Virginia

Settlement in HOME case alleging POC were disproportionately excluded in housing applications

Housing Opportunities Made Equal of Virginia (HOME), along with two plaintiffs recently settled their complaint against Kay Management Company and its associated entities regarding the criminal background screening policy that Kay Management applied at their properties across
Virginia.

HOME, along with Mara Kniaz and Kuir Phillips, filed their complaint to challenge the allegedly disproportionate and discriminatory racial impact Kay Management’s policy had on black and Latinx applicants. Due to decades of mass incarceration and over policing of black and Latinx communities, black and Latinx individuals are more likely to have a criminal background compared to white individuals.  As a result, HOME alleged in the complaint that Kay Management’s previous screening policy, which excluded applicants on the basis of a criminal background, disproportionately excluded black and Latinx applicants.

This case was filed after Kay Management terminated the housing of Kniaz, Phillips, and their children at the Pinewood Plaza Apartments on the basis of a decade-old criminal conviction, even though the family had been living there without incident, and the nature of that conviction was irrelevant to whether any member of the household posed a risk to the property or residents.

In a mutually agreed upon consent order entered by the United States District Court for the Eastern District of Virginia (Alexandria Division), Kay Management agreed that their former policy of
automatically rejecting all applicants with criminal convictions was inconsistent with the Virginia Fair Housing Law and the Fair Housing Act, as interpreted in the 2016 statement from the Department of Housing and Urban Development.  Kay Management worked with Plaintiffs and their counsel to revise the policy to limit the potential discriminatory impact on Black and Latinx applicants. Heather Mullins Crislip, President and CEO of HOME states, “When an overly broad criminal background screening policy is applied by a housing provider, it sets our society up for huge inequities. Overly broad criminal screening policies continue that sentence for a lifetime.”

Compared to the previous policy that excluded any applicant with a criminal record, Kay Management’s new policy implements a 5 year look-back for most crimes; 12 years for homicide-related offenses and forcible felony sex-related offenses; 10 years for felony drug/narcotics-related offenses involving sale, distribution, or manufacturing; and 25 years for those listed on the sex offender registry.
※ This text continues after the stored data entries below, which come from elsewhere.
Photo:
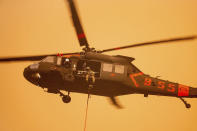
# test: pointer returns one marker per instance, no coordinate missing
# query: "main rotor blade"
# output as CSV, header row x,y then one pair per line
x,y
77,24
151,43
31,58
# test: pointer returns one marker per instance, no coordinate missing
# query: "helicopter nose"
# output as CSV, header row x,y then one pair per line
x,y
31,73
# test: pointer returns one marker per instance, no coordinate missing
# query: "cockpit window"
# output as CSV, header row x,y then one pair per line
x,y
50,59
107,67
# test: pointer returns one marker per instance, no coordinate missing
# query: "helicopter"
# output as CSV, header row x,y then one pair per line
x,y
92,72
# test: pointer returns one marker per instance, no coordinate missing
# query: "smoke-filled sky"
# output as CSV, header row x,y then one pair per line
x,y
34,27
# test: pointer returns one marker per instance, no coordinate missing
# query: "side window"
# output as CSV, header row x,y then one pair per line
x,y
119,69
107,67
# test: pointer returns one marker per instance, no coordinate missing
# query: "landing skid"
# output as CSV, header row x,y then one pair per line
x,y
187,105
65,98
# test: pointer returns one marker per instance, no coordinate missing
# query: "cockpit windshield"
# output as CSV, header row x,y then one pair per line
x,y
50,59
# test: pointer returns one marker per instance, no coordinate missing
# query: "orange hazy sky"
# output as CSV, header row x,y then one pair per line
x,y
33,27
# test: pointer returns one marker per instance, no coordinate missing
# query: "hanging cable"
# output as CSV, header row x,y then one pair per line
x,y
86,115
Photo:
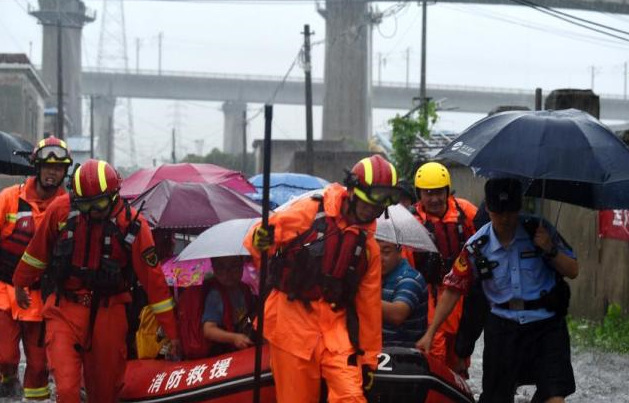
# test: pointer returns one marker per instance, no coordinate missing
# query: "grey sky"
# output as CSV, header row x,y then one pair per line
x,y
491,46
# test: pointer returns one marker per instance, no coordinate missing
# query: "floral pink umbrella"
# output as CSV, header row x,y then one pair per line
x,y
144,179
187,273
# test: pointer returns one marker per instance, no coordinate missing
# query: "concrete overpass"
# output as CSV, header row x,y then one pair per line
x,y
348,86
259,89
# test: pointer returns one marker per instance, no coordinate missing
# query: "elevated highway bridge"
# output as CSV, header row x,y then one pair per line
x,y
260,89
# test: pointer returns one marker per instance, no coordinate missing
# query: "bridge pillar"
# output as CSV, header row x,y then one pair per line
x,y
72,15
104,107
234,115
347,102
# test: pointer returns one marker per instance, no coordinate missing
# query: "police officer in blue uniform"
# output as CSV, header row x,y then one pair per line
x,y
521,267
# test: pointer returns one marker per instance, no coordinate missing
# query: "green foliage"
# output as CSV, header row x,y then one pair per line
x,y
225,160
405,131
612,334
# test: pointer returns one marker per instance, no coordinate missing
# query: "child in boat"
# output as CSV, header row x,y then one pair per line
x,y
404,298
228,304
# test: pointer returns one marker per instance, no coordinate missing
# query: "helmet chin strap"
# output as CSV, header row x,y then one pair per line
x,y
44,186
352,210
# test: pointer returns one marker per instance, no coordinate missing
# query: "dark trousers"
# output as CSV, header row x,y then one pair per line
x,y
538,352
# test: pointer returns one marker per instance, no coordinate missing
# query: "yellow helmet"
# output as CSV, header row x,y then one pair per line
x,y
432,175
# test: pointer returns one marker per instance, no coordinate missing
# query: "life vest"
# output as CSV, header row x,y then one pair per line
x,y
109,278
450,238
190,307
13,246
323,262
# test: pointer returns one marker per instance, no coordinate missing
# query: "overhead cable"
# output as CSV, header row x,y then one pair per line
x,y
552,13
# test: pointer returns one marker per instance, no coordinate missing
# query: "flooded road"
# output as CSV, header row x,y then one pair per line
x,y
600,377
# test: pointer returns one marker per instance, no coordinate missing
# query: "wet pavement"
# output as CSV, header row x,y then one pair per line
x,y
600,377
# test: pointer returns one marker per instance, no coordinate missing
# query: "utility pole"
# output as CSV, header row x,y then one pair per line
x,y
244,142
538,99
137,55
379,68
91,126
309,129
422,83
60,112
173,155
625,80
159,54
408,58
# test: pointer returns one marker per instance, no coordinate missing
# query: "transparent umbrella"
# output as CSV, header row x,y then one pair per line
x,y
403,229
224,239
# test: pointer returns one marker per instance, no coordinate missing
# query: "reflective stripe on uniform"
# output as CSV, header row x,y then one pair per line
x,y
32,393
23,214
393,175
163,306
77,182
34,262
102,178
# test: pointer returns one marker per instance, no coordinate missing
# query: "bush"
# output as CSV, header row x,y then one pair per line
x,y
612,334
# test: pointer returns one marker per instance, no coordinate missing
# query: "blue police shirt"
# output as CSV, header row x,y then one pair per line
x,y
521,272
406,284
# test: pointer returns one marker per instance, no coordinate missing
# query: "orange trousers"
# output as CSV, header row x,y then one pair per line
x,y
36,375
299,380
102,366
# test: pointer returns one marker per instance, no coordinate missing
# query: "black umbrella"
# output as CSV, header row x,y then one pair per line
x,y
565,155
14,153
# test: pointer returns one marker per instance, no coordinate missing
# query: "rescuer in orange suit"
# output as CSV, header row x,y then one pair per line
x,y
450,221
22,209
88,249
323,317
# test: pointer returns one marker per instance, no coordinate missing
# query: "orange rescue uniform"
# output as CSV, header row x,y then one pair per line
x,y
17,323
443,342
68,346
309,343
Alex Guzmán, HOME’s director of fair housing, states, “We commend Kay Management Company for making this progressive update to their criminal background screening policies, and we encourage other management companies and apartment properties to examine their own tenant screening criteria.”

The original filed complaint can be found here HOME encourages individuals who believe they may have experienced illegal discrimination in Virginia, based on their criminal history or any other fair housing protected class under federal or Virginia fair housing laws, are encouraged to report their experience to HOME by calling 804-354-0641 or emailing fairhousing@homeofva.org

HOME was represented by the Washington Lawyers’ Committee for Civil Rights and Urban Affairs, the Lawyers’ Committee for Civil Rights Under Law, and the law firm BakerHostetler.

Washington Lawyers’ Committee Counsel Catherine Cone notes, “The collateral consequences of a person’s involvement in the criminal legal system, including negative impacts on their abilities to find a home or a job, is a significant current racial justice issue.  By ensuring that Kay Management revised and implemented the criminal background screening policy achieved here, we are taking a step toward furthering the Fair Housing Act’s promise of equal housing choice.”

“Mass incarceration has permeated every aspect of life, from education to employment and housing. Black people are more likely to be stopped, cited, arrested, charged and convicted of crimes in this country. This case is a prime example of the ways mass incarceration’s impact
remains far after someone is released from its physical grasp. We are so pleased that applicants with criminal backgrounds throughout Virginia will no longer face additional barriers to housing at Kay Management’s Properties,” adds Sarah Carthen Watson, associate counsel for the Lawyers’ Committee for Civil Rights Under Law.